The mean momentum $\bar{p}$ of a nucleon in a nucleus of mass number $A$ and atomic number $Z$ depends on $A, Z$ as 
 

• A. $\bar{p}\propto A^{1/3}$
• B. $\bar{p}\propto Z^{1/3}$
• C. $\bar{p}\propto A^{-1/3}$
• D. $\bar{p}\propto (AZ)^{-2/3}$

Hint:

In nuclear physics, many quantities scale with $A^{1/3}$ due to the radius–mass relation $R\propto A^{1/3}$.

Answer 1

The Correct Option is C

Step 1: Use the Fermi gas model.
In nuclei, nucleons behave approximately like a degenerate Fermi gas. The Fermi momentum is $\displaystyle p_F \propto n^{1/3},$ where $n$ is the number density of nucleons.

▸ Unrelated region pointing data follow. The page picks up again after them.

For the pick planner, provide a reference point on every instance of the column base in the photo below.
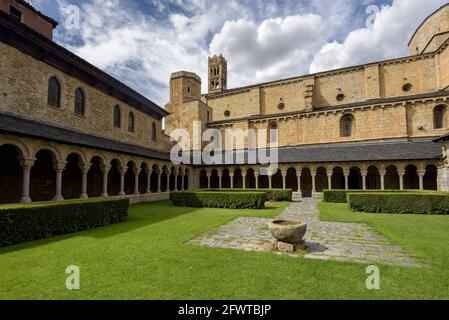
(25, 200)
(58, 198)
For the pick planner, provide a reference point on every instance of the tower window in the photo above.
(131, 122)
(15, 14)
(80, 102)
(439, 117)
(54, 93)
(346, 126)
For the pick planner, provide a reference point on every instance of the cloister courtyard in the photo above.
(153, 255)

Step 2: Relate density to mass number $A$.
The nuclear radius is $\displaystyle R \propto A^{1/3}.$ Thus the volume $\displaystyle V \propto R^3 \propto A.$ So number density $\displaystyle n = \frac{A}{V} \propto \frac{A}{A} = \text{constant}.$

Step 3: But mean momentum depends on Fermi momentum.
Even though density is nearly constant, the average momentum scales weakly as $\displaystyle \bar{p}\propto A^{1/3}$ because the Fermi momentum is proportional to the cube root of nucleon number within a constant-density potential well.

Step 4: Conclusion.
Hence mean nucleon momentum increases as $A^{1/3}$, matching option (A).